Chanter du Bel canto dans une basilique ne manque pas de sel. C’est pourtant le défi que s’est lancé le festival de Saint Denis qui présentait cette année un récital hors norme de Patrizia Ciofi et Laura Polverelli, consacré aux reines du Bel canto. S’il semble séduisant de choisir un thème royal dans le sépulcre des souverains de France, le Bel canto semble lui moins à sa place dans une église. Sous les grandes orgues de la basilique, les royaux crêpages de chignon de Marie Stuart et d’Elisabeth ou les cas de conscience d’Anne Boleyn paraissent bien peu à leur place.

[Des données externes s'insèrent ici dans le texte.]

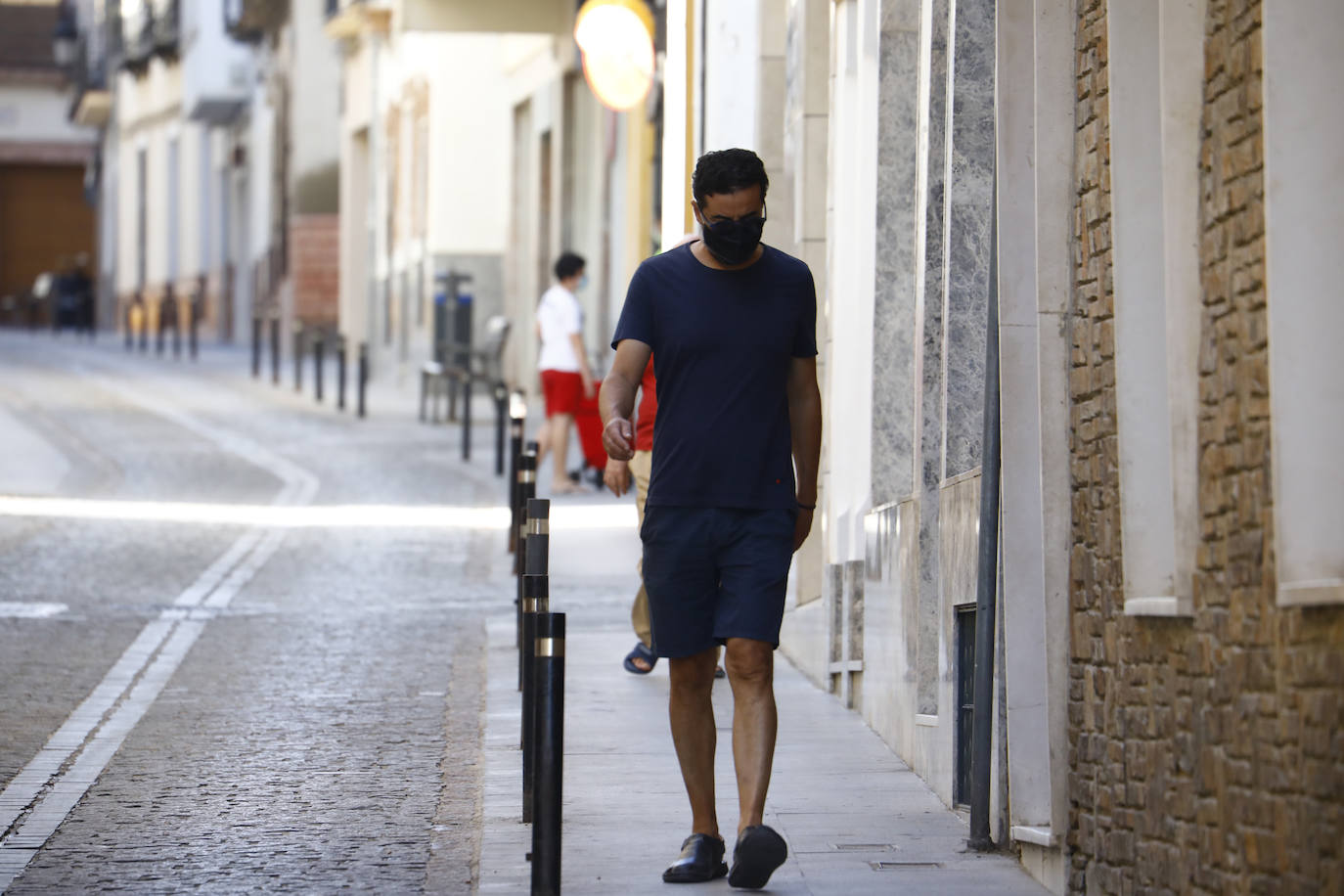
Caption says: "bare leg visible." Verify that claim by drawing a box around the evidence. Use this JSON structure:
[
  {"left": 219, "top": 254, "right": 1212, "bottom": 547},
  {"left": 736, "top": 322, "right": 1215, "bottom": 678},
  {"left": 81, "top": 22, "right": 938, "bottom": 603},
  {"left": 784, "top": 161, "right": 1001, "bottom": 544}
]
[
  {"left": 723, "top": 638, "right": 779, "bottom": 834},
  {"left": 550, "top": 414, "right": 574, "bottom": 493},
  {"left": 668, "top": 648, "right": 719, "bottom": 837}
]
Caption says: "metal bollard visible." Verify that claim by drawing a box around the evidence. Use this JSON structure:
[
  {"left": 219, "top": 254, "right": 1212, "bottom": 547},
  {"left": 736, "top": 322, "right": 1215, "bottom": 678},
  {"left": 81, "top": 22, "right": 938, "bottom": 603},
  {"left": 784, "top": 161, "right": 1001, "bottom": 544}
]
[
  {"left": 355, "top": 342, "right": 368, "bottom": 417},
  {"left": 313, "top": 334, "right": 327, "bottom": 404},
  {"left": 517, "top": 497, "right": 551, "bottom": 690},
  {"left": 532, "top": 612, "right": 564, "bottom": 896},
  {"left": 336, "top": 336, "right": 345, "bottom": 411},
  {"left": 294, "top": 324, "right": 304, "bottom": 392},
  {"left": 495, "top": 382, "right": 508, "bottom": 475},
  {"left": 522, "top": 497, "right": 551, "bottom": 575},
  {"left": 463, "top": 371, "right": 471, "bottom": 461},
  {"left": 270, "top": 317, "right": 280, "bottom": 385},
  {"left": 514, "top": 443, "right": 536, "bottom": 575},
  {"left": 508, "top": 408, "right": 522, "bottom": 554},
  {"left": 518, "top": 575, "right": 551, "bottom": 825},
  {"left": 514, "top": 454, "right": 536, "bottom": 655}
]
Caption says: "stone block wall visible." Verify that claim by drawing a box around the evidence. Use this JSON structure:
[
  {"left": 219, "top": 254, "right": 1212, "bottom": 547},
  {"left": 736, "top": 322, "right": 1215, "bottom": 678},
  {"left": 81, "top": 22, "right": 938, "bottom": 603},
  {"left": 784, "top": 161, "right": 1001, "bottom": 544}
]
[
  {"left": 289, "top": 215, "right": 340, "bottom": 327},
  {"left": 1067, "top": 0, "right": 1344, "bottom": 893}
]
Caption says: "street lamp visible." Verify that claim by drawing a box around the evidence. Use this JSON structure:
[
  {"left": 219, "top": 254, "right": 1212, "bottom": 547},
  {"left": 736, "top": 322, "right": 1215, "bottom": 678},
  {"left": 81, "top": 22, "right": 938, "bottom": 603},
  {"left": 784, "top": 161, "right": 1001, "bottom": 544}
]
[
  {"left": 51, "top": 0, "right": 79, "bottom": 68},
  {"left": 574, "top": 0, "right": 653, "bottom": 112}
]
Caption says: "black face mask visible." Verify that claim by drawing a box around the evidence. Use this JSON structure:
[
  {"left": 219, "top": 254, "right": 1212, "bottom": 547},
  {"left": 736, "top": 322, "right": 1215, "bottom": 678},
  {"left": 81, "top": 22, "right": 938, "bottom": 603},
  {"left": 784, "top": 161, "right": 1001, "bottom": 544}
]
[{"left": 701, "top": 207, "right": 765, "bottom": 267}]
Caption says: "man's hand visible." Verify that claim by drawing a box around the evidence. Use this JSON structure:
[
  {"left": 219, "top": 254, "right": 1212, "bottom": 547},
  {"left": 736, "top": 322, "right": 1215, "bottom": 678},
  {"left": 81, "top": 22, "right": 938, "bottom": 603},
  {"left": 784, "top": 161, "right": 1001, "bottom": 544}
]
[
  {"left": 793, "top": 507, "right": 815, "bottom": 552},
  {"left": 603, "top": 417, "right": 635, "bottom": 461},
  {"left": 603, "top": 461, "right": 630, "bottom": 497}
]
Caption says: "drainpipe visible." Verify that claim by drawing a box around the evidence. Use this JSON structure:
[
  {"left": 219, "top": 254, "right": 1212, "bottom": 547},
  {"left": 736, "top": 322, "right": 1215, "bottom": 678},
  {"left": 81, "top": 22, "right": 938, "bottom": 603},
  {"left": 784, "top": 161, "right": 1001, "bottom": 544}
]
[{"left": 967, "top": 165, "right": 1000, "bottom": 850}]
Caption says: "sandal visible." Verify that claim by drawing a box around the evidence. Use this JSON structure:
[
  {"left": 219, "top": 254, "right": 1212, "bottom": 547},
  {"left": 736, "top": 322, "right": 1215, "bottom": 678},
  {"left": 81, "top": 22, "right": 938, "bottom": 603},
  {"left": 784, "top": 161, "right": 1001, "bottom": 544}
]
[{"left": 621, "top": 641, "right": 658, "bottom": 676}]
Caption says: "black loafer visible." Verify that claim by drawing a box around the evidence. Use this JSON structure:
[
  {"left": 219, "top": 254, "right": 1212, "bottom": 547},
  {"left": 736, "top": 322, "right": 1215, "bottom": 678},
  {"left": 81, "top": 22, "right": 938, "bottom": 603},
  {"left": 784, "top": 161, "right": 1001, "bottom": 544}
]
[
  {"left": 729, "top": 825, "right": 789, "bottom": 889},
  {"left": 662, "top": 834, "right": 729, "bottom": 884}
]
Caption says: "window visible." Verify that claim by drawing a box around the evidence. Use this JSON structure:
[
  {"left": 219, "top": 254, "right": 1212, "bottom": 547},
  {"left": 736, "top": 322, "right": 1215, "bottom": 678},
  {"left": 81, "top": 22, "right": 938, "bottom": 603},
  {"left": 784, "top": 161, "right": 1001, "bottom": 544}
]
[
  {"left": 1106, "top": 0, "right": 1205, "bottom": 615},
  {"left": 1262, "top": 0, "right": 1344, "bottom": 605},
  {"left": 168, "top": 137, "right": 181, "bottom": 285}
]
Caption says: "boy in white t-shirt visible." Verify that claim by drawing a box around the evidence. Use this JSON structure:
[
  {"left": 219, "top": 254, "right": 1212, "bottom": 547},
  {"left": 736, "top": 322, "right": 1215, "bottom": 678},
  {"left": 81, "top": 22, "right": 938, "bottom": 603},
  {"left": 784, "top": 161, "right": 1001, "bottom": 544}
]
[{"left": 536, "top": 252, "right": 596, "bottom": 494}]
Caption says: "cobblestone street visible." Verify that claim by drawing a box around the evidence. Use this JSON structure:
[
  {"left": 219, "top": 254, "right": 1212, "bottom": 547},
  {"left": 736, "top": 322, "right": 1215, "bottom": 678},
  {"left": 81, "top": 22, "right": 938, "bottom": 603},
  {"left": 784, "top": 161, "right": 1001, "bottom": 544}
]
[
  {"left": 0, "top": 334, "right": 1042, "bottom": 896},
  {"left": 0, "top": 335, "right": 526, "bottom": 893}
]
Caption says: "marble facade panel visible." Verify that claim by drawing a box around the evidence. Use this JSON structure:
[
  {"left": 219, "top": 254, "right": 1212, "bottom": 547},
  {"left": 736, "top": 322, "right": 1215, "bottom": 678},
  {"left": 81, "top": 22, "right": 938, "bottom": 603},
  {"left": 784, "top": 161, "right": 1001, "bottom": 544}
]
[
  {"left": 942, "top": 0, "right": 995, "bottom": 478},
  {"left": 871, "top": 0, "right": 920, "bottom": 505},
  {"left": 916, "top": 0, "right": 952, "bottom": 715}
]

Sans parler de l’acoustique, qui n’a rien à voir avec celle d’un théâtre d’opéra : il faut habituer ses oreilles à ces sonorités étouffées, à ces résonnances parasites, comme on habitue ses yeux à la pénombre. Le premier extrait passe comme un mauvais rêve, les écrans de télévision qui jalonnent les piliers de la cathédrale contribuant à cette impression d’une mauvaise captation télévisuelle. La mezzo-soprano italienne a certainement des moyens vocaux respectables, mais ils sont comme avalés par ces murs de pierres.

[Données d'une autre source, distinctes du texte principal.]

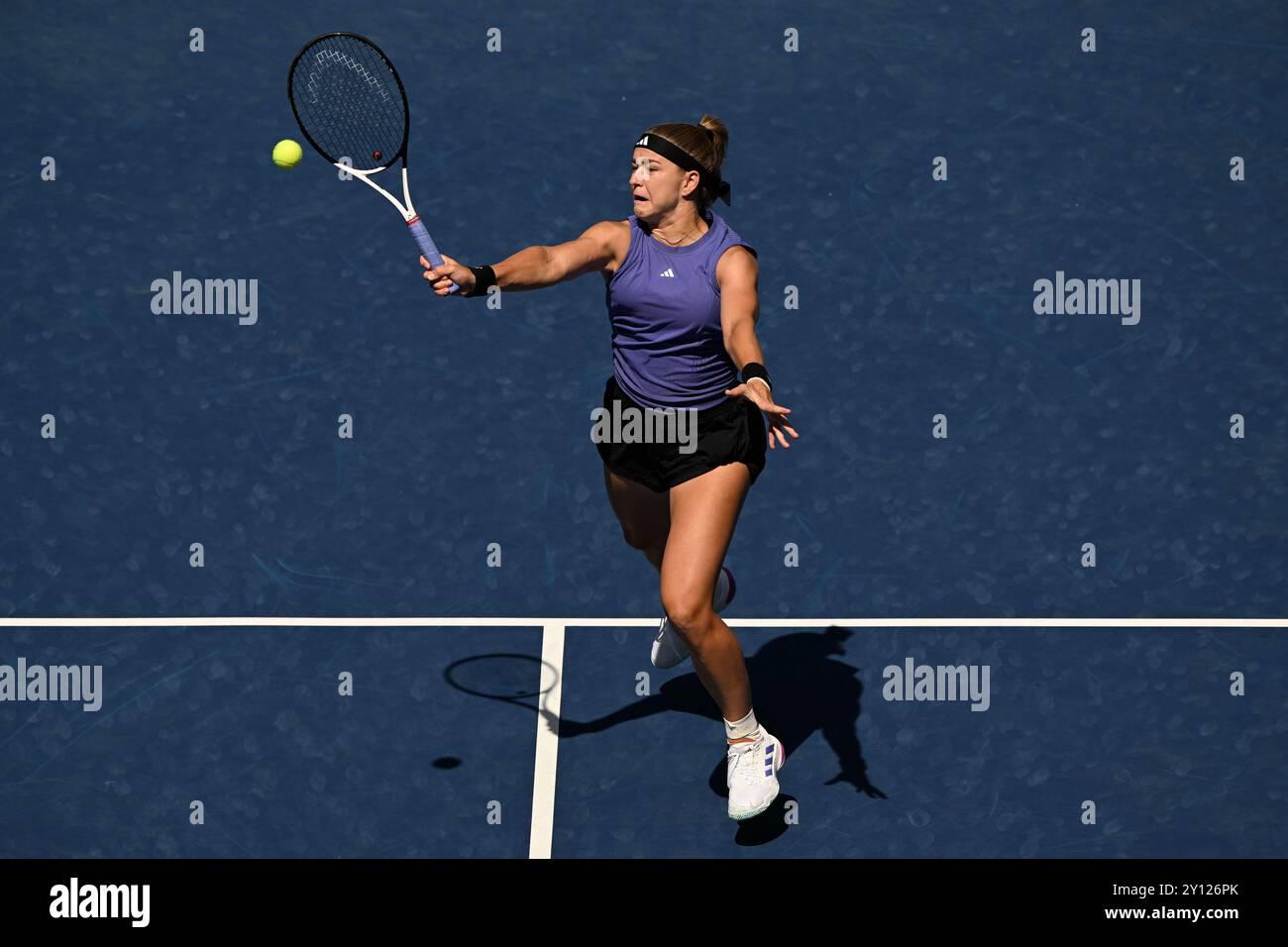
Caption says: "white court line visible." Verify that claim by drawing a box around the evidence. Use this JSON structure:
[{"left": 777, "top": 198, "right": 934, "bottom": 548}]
[
  {"left": 528, "top": 622, "right": 564, "bottom": 858},
  {"left": 0, "top": 616, "right": 1288, "bottom": 858},
  {"left": 0, "top": 614, "right": 1288, "bottom": 627}
]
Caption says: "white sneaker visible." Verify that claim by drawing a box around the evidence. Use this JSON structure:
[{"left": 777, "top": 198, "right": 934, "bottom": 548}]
[
  {"left": 651, "top": 566, "right": 738, "bottom": 669},
  {"left": 726, "top": 727, "right": 787, "bottom": 819}
]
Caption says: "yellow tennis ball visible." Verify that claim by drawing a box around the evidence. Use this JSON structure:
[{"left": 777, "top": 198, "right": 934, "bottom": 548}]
[{"left": 273, "top": 138, "right": 304, "bottom": 167}]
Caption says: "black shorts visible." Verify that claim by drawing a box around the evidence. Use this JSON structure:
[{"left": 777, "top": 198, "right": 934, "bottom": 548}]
[{"left": 595, "top": 374, "right": 767, "bottom": 493}]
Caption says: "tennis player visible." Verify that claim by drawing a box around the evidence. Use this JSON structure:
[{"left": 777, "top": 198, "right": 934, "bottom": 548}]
[{"left": 420, "top": 115, "right": 798, "bottom": 819}]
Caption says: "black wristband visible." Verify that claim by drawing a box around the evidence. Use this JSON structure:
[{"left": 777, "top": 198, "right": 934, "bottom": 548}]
[
  {"left": 742, "top": 362, "right": 774, "bottom": 391},
  {"left": 461, "top": 266, "right": 496, "bottom": 296}
]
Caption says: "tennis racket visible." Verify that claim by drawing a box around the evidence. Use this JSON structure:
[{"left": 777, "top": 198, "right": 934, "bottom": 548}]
[{"left": 286, "top": 34, "right": 460, "bottom": 292}]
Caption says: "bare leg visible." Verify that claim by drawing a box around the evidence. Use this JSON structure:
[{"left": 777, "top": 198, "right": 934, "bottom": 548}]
[
  {"left": 662, "top": 463, "right": 751, "bottom": 720},
  {"left": 604, "top": 467, "right": 671, "bottom": 570}
]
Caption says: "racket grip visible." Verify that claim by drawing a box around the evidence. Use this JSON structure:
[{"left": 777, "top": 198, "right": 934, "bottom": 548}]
[{"left": 407, "top": 217, "right": 461, "bottom": 292}]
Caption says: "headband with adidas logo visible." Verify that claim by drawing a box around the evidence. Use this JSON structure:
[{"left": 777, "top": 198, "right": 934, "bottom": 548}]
[{"left": 634, "top": 132, "right": 733, "bottom": 207}]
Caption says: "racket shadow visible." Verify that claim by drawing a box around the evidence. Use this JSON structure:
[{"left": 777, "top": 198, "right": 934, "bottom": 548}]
[{"left": 443, "top": 652, "right": 559, "bottom": 733}]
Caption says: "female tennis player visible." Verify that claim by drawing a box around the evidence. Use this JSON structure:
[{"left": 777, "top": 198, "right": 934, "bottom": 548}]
[{"left": 420, "top": 115, "right": 798, "bottom": 819}]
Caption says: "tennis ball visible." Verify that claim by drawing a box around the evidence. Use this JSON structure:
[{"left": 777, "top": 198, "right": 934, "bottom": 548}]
[{"left": 273, "top": 138, "right": 304, "bottom": 167}]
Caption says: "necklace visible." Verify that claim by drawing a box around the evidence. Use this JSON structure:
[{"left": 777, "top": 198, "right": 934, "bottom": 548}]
[{"left": 649, "top": 219, "right": 698, "bottom": 246}]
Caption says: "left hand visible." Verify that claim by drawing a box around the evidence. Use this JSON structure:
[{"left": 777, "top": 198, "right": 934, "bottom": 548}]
[{"left": 725, "top": 378, "right": 800, "bottom": 450}]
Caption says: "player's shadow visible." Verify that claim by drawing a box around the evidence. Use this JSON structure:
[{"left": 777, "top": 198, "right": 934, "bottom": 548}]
[{"left": 559, "top": 625, "right": 886, "bottom": 819}]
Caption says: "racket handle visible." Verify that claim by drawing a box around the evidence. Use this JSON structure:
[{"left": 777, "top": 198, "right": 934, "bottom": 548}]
[{"left": 407, "top": 217, "right": 461, "bottom": 294}]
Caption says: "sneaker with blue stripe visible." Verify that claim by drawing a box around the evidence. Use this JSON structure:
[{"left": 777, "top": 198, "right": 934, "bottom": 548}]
[
  {"left": 651, "top": 566, "right": 738, "bottom": 669},
  {"left": 726, "top": 727, "right": 787, "bottom": 821}
]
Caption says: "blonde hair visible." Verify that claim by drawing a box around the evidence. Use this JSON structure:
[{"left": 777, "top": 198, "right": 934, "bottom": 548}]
[{"left": 648, "top": 115, "right": 729, "bottom": 210}]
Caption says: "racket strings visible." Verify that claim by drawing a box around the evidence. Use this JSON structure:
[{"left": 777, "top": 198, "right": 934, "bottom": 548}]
[{"left": 291, "top": 36, "right": 407, "bottom": 170}]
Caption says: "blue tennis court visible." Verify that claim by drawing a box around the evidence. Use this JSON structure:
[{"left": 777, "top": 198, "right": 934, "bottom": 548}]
[{"left": 0, "top": 0, "right": 1288, "bottom": 858}]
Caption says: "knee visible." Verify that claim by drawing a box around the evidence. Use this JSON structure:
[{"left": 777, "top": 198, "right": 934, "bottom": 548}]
[{"left": 662, "top": 588, "right": 716, "bottom": 646}]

On attend donc avec d’autant plus d’impatience le phénomène vocal le plus étonnant de sa génération, celle qui mieux que personne sait dompter le mur d’Hadrien aux chorégies d’Orange : Patrizia Ciofi. Et le miracle se produit à nouveau ; cette technique de projection sans pareille fait une nouvelle fois ses preuves : Patrizia Ciofi est en harmonie avec son propre écho. L’aigu est certes parfois un peu poussif, et pas toujours parfaitement maîtrisé, mais quelle élégance de la ligne de chant !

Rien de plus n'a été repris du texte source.